An initial autopsy was inconclusive for the cause of death, but prosecutors vowed to pursue murder charges once the final results come back.
King told detectives that she locked Myls outside in the freezing cold, denied him food, and burned him with a hot oven rack, and then, in his final moments on Jan. 8, watched his eyelids flutter to a close, never to reopen again.
She then waited up to an hour or more to call for help for the boy, Blumberg added, making cellphone calls to chat with friends in the interim.
While in the care of King, Myls lost 20-25 pounds, and hadn't had anything significant to eat since Dec. 26, according to the criminal complaint.
"When she took custody of him, he was a happy, healthy, well-nourished boy," Blumberg said. "When they found him, his lifeless body was burned, bruised and cut from head to toe and emaciated."
King admitted to investigators that the last real meal she gave the boy was on Dec. 26, which she considered a "Christmas meal," sources said.
King's lawyer, Bryan Konoski, said his client, who was shaking visibly as she sat in the front row for an hour awaiting the arraignment, was depressed over the charges.
"At this point in time it is not a homicide case, although there are a lot of allegations by the people related to homicide," Konoski said.
King, 27, took the boy in on Dec. 18, a day before her new lover, the boy's father, Okee Wade, was arrested in Brooklyn on a warrant for skipping out on a court hearing on charges of stealing from bank accounts in Atlantic City, according to police records and sources.
She was ordered held on $500,000 bond Friday. The judge ordered King, who prosectors claim has ties to Jamaica, to surrender her passport. She is due back in court on Jan. 15.
King told investigators she tried to discipline the boy to "keep control" of him while he was in her custody, and soon escalated to beating the boy with a belt and locking him inside the bathroom alone.
"She remorselessly detailed binding his wrists and ankles for two to three hours and gagged him with a cloth to muffle his screams," the prosecutor told the judge.
On Jan. 7, the night before his death, Dobson begged King for some food from McDonald's, sources said.
King flew into a rage at the boy, beat him and left him alone on the floor of her living room with the lights off, sources said. She had been leaving him alone and locked in the bathroom for long stretches of time but he refused to go inside the bathroom on Tuesday night, sources said.
Soon after, King admitted to invesigators that she pushed the boy out onto her 11th-floor balcony overlooking the Hudson River and locked him out there, leaving him to freeze in the 9-degree weather for an hour wearing nothing but his T-shirt and underwear, sources said. Sources believe the boy may have been left outside for even longer than that.
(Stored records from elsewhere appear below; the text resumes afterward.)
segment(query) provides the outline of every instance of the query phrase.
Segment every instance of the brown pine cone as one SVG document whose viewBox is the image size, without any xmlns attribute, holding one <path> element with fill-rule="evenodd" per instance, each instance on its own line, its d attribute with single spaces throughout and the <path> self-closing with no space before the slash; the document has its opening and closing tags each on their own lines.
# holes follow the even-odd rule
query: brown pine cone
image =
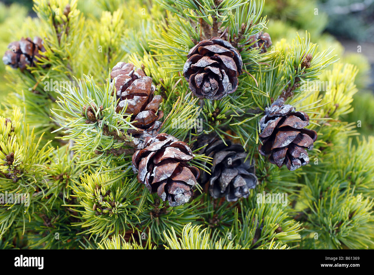
<svg viewBox="0 0 374 275">
<path fill-rule="evenodd" d="M 208 144 L 199 153 L 212 158 L 211 175 L 202 171 L 201 183 L 209 182 L 209 193 L 215 199 L 225 197 L 228 201 L 236 201 L 240 198 L 248 198 L 249 190 L 258 184 L 256 176 L 254 160 L 245 160 L 247 154 L 243 146 L 220 138 L 210 140 L 203 138 L 195 146 L 201 147 Z M 209 164 L 205 164 L 208 165 Z"/>
<path fill-rule="evenodd" d="M 183 76 L 196 97 L 219 100 L 236 90 L 242 57 L 229 42 L 217 37 L 203 40 L 187 57 Z"/>
<path fill-rule="evenodd" d="M 144 149 L 133 155 L 132 169 L 150 192 L 157 192 L 170 206 L 178 206 L 193 195 L 192 187 L 200 175 L 197 168 L 187 164 L 194 156 L 186 143 L 159 134 L 146 137 Z"/>
<path fill-rule="evenodd" d="M 131 121 L 138 128 L 128 132 L 139 134 L 157 130 L 161 125 L 158 121 L 163 112 L 157 112 L 162 101 L 161 95 L 154 96 L 154 85 L 152 78 L 145 76 L 141 69 L 135 70 L 133 64 L 119 62 L 110 73 L 111 85 L 114 86 L 117 99 L 120 99 L 116 111 L 120 112 L 127 105 L 126 114 L 131 114 Z"/>
<path fill-rule="evenodd" d="M 279 101 L 279 102 L 278 102 Z M 293 171 L 309 163 L 306 149 L 313 149 L 317 133 L 304 129 L 309 124 L 309 117 L 303 111 L 295 111 L 289 104 L 277 101 L 260 120 L 261 133 L 258 150 L 263 156 L 269 156 L 269 161 L 281 167 L 285 164 Z"/>
<path fill-rule="evenodd" d="M 248 43 L 250 44 L 254 43 L 254 44 L 249 47 L 251 49 L 260 48 L 263 45 L 260 51 L 260 54 L 263 54 L 266 52 L 267 49 L 272 45 L 272 39 L 270 38 L 269 34 L 267 33 L 261 32 L 250 36 Z"/>
<path fill-rule="evenodd" d="M 26 39 L 22 37 L 19 41 L 10 43 L 8 48 L 10 49 L 5 52 L 3 56 L 3 62 L 5 65 L 10 65 L 15 69 L 19 68 L 21 71 L 26 68 L 26 65 L 35 66 L 38 62 L 36 57 L 42 56 L 39 51 L 46 51 L 43 40 L 37 36 L 34 37 L 34 40 L 30 37 Z"/>
</svg>

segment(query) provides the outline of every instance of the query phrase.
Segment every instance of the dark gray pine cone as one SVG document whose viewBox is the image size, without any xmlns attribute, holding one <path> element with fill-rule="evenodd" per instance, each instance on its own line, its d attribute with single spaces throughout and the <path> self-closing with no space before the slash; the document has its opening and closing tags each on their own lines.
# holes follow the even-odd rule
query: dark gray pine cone
<svg viewBox="0 0 374 275">
<path fill-rule="evenodd" d="M 203 40 L 191 48 L 187 57 L 183 76 L 194 95 L 220 100 L 236 90 L 242 57 L 230 42 L 217 37 Z"/>
<path fill-rule="evenodd" d="M 261 54 L 266 52 L 267 49 L 272 45 L 272 39 L 269 34 L 263 32 L 259 33 L 249 37 L 248 42 L 249 44 L 254 43 L 253 45 L 250 47 L 251 49 L 260 48 L 262 46 L 263 47 L 260 51 Z"/>
<path fill-rule="evenodd" d="M 313 149 L 317 133 L 304 128 L 309 124 L 308 115 L 283 104 L 281 99 L 266 108 L 265 114 L 260 120 L 260 153 L 279 168 L 285 165 L 291 171 L 309 164 L 306 149 Z"/>
<path fill-rule="evenodd" d="M 158 129 L 161 124 L 159 120 L 163 115 L 158 111 L 162 97 L 154 95 L 152 78 L 141 69 L 135 69 L 133 64 L 125 62 L 113 67 L 110 77 L 111 85 L 114 85 L 117 100 L 120 99 L 116 111 L 119 112 L 127 105 L 126 113 L 132 114 L 131 121 L 136 121 L 133 125 L 138 129 L 128 132 L 139 134 Z"/>
<path fill-rule="evenodd" d="M 3 62 L 7 65 L 21 71 L 26 69 L 26 65 L 34 67 L 38 62 L 36 57 L 41 57 L 39 51 L 46 51 L 42 39 L 36 36 L 33 40 L 30 37 L 22 37 L 19 41 L 15 41 L 8 45 L 10 49 L 5 52 L 3 56 Z"/>
<path fill-rule="evenodd" d="M 170 206 L 178 206 L 189 201 L 200 175 L 199 169 L 187 164 L 194 156 L 184 142 L 159 134 L 145 138 L 144 149 L 132 156 L 132 169 L 150 192 L 157 192 Z"/>
<path fill-rule="evenodd" d="M 254 160 L 245 160 L 247 154 L 243 146 L 220 138 L 213 138 L 198 141 L 197 148 L 208 145 L 199 152 L 213 159 L 211 175 L 202 171 L 202 185 L 209 182 L 209 193 L 214 198 L 224 197 L 228 201 L 236 201 L 240 198 L 248 198 L 249 190 L 258 184 L 256 176 Z M 209 166 L 209 164 L 206 164 Z"/>
</svg>

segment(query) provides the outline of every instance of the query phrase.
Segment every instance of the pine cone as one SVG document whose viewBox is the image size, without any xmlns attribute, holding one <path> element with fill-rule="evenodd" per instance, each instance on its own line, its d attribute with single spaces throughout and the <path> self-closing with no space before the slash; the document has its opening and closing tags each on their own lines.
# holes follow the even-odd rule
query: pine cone
<svg viewBox="0 0 374 275">
<path fill-rule="evenodd" d="M 245 161 L 247 154 L 243 146 L 232 144 L 229 140 L 225 141 L 228 146 L 215 138 L 197 142 L 199 147 L 208 143 L 199 153 L 213 159 L 211 175 L 202 171 L 201 182 L 203 185 L 209 181 L 209 192 L 215 199 L 225 197 L 228 201 L 236 201 L 240 198 L 248 198 L 249 189 L 254 188 L 258 181 L 253 160 L 252 163 L 249 159 Z"/>
<path fill-rule="evenodd" d="M 268 48 L 272 45 L 272 39 L 267 33 L 261 32 L 250 36 L 248 43 L 250 44 L 254 43 L 250 47 L 251 49 L 260 48 L 263 44 L 263 46 L 260 51 L 260 53 L 263 54 L 266 52 Z"/>
<path fill-rule="evenodd" d="M 35 66 L 38 62 L 36 57 L 42 56 L 39 51 L 46 51 L 43 40 L 37 36 L 34 37 L 34 40 L 30 37 L 26 39 L 22 37 L 19 41 L 10 43 L 8 48 L 10 50 L 5 52 L 3 56 L 3 62 L 5 65 L 10 65 L 15 69 L 19 68 L 21 71 L 26 68 L 26 65 Z"/>
<path fill-rule="evenodd" d="M 200 175 L 197 168 L 187 164 L 194 156 L 185 143 L 159 134 L 146 137 L 144 149 L 133 155 L 132 169 L 151 193 L 157 192 L 170 206 L 178 206 L 193 195 L 192 187 Z"/>
<path fill-rule="evenodd" d="M 132 114 L 132 121 L 137 121 L 133 125 L 138 129 L 128 132 L 139 134 L 157 129 L 161 125 L 158 120 L 163 113 L 161 111 L 158 114 L 156 113 L 162 97 L 154 96 L 155 86 L 152 78 L 146 76 L 141 69 L 135 70 L 133 64 L 125 62 L 119 62 L 113 67 L 110 77 L 117 99 L 120 99 L 116 111 L 119 113 L 127 105 L 126 113 Z"/>
<path fill-rule="evenodd" d="M 196 97 L 219 100 L 236 90 L 242 57 L 229 42 L 217 37 L 203 40 L 187 57 L 183 76 Z"/>
<path fill-rule="evenodd" d="M 291 171 L 309 164 L 305 149 L 313 149 L 317 133 L 304 128 L 309 124 L 308 115 L 295 111 L 294 107 L 282 101 L 275 102 L 265 113 L 260 120 L 261 155 L 269 156 L 269 161 L 279 168 L 285 164 Z"/>
</svg>

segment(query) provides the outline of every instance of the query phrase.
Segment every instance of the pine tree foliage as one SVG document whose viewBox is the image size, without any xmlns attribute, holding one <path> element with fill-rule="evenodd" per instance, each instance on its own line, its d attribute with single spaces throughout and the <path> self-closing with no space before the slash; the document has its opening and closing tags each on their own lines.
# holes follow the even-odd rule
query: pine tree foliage
<svg viewBox="0 0 374 275">
<path fill-rule="evenodd" d="M 272 21 L 273 3 L 261 0 L 95 2 L 85 7 L 75 0 L 35 0 L 38 18 L 7 37 L 38 36 L 46 52 L 23 73 L 6 68 L 0 193 L 30 199 L 25 207 L 0 198 L 0 247 L 374 248 L 374 139 L 354 143 L 357 118 L 346 118 L 358 106 L 355 78 L 363 74 L 339 59 L 337 42 L 313 37 L 324 21 L 289 28 Z M 262 32 L 273 40 L 265 53 L 251 39 Z M 184 65 L 189 49 L 216 36 L 238 49 L 243 73 L 233 93 L 199 99 Z M 259 183 L 247 198 L 214 199 L 197 184 L 190 201 L 172 207 L 138 182 L 132 156 L 144 141 L 132 133 L 126 108 L 116 112 L 111 85 L 110 70 L 120 61 L 152 78 L 165 114 L 158 132 L 193 148 L 191 165 L 210 172 L 212 158 L 197 141 L 208 134 L 243 146 Z M 258 150 L 260 120 L 280 97 L 305 112 L 318 134 L 310 163 L 295 171 Z M 263 194 L 286 196 L 274 203 Z"/>
</svg>

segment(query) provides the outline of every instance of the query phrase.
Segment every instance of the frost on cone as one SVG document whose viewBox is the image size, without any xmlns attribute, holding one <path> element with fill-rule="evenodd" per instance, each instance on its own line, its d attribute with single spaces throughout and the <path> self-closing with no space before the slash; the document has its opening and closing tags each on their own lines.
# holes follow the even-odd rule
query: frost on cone
<svg viewBox="0 0 374 275">
<path fill-rule="evenodd" d="M 159 134 L 146 138 L 144 148 L 133 155 L 132 169 L 151 193 L 157 192 L 170 206 L 178 206 L 190 200 L 200 175 L 197 168 L 187 164 L 194 156 L 184 142 Z"/>
<path fill-rule="evenodd" d="M 125 62 L 113 67 L 110 77 L 111 85 L 114 85 L 117 99 L 120 100 L 116 111 L 120 112 L 127 106 L 125 113 L 132 114 L 131 121 L 136 121 L 132 125 L 138 129 L 128 132 L 139 134 L 157 130 L 161 125 L 158 120 L 163 115 L 162 111 L 157 113 L 162 97 L 154 96 L 152 78 L 141 69 L 135 70 L 133 64 Z"/>
<path fill-rule="evenodd" d="M 209 193 L 216 199 L 224 197 L 228 201 L 236 201 L 240 198 L 248 198 L 249 190 L 258 184 L 256 176 L 254 160 L 246 160 L 247 154 L 243 146 L 232 144 L 220 138 L 198 141 L 196 146 L 208 145 L 199 153 L 213 158 L 211 175 L 202 172 L 202 184 L 209 183 Z"/>
<path fill-rule="evenodd" d="M 260 153 L 269 156 L 269 161 L 279 167 L 285 165 L 291 171 L 309 164 L 306 149 L 313 149 L 317 133 L 304 128 L 309 124 L 308 115 L 276 101 L 265 113 L 260 120 Z"/>
<path fill-rule="evenodd" d="M 10 49 L 5 52 L 3 56 L 3 62 L 12 68 L 19 68 L 23 71 L 26 65 L 34 67 L 38 62 L 36 56 L 41 57 L 39 51 L 46 51 L 42 39 L 36 36 L 33 40 L 30 37 L 22 37 L 19 41 L 12 42 L 8 45 Z"/>
<path fill-rule="evenodd" d="M 203 40 L 187 57 L 183 76 L 196 97 L 220 100 L 236 90 L 242 57 L 230 42 L 217 37 Z"/>
</svg>

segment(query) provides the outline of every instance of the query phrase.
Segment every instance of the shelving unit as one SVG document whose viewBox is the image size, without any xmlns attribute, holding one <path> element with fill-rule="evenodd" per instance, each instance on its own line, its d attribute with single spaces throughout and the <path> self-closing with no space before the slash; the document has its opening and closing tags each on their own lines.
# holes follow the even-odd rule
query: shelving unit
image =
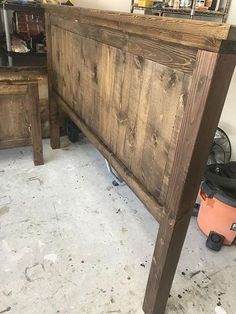
<svg viewBox="0 0 236 314">
<path fill-rule="evenodd" d="M 25 14 L 32 15 L 44 15 L 44 9 L 40 4 L 36 2 L 32 3 L 21 3 L 21 2 L 7 2 L 4 1 L 0 3 L 0 9 L 3 11 L 3 23 L 5 28 L 5 37 L 6 37 L 6 49 L 5 54 L 8 58 L 8 65 L 13 65 L 13 60 L 16 60 L 17 65 L 27 65 L 28 62 L 35 63 L 35 65 L 44 65 L 46 64 L 46 53 L 37 53 L 37 52 L 27 52 L 27 53 L 18 53 L 13 52 L 11 47 L 11 34 L 9 29 L 9 19 L 8 19 L 8 10 L 14 12 L 22 12 Z"/>
</svg>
The case has raised troubling parallels to the Nixzmary Brown case, in which a 7-year-old Brooklyn girl was beaten to death by her parents after she went into the refrigerator and tried to get yogurt without permission. She had also been starved and routinely beaten, and weighed a gaunt 37 pounds when she died on Jan. 11, 2006, police said. Brown's death led to sweeping changes in the Administration for Children's Services, which oversees child welfare in the city.
Custody of Myls was awarded to his father following a child custody battle in 2011, following recommendations by the boy's court-appointed law guardian, sources said. ACS workers supervised the child's interactions with the father for a year, making two face-to-face visits with the pair each month, one in their home, and the other outside the home, between 2011 and late 2012 before closing the case when they found that Wade did nothing wrong, sources said.
The ACS released a statement on Friday evening saying they were "launching a thorough review of the case to learn what happened and might have been done differently to serve the child welfare needs of the little boy," which they expected to conclude by the end of next week.
Officials added that "unfortunately, once ACS' involvement with a family has concluded, the agency no longer has oversight authority."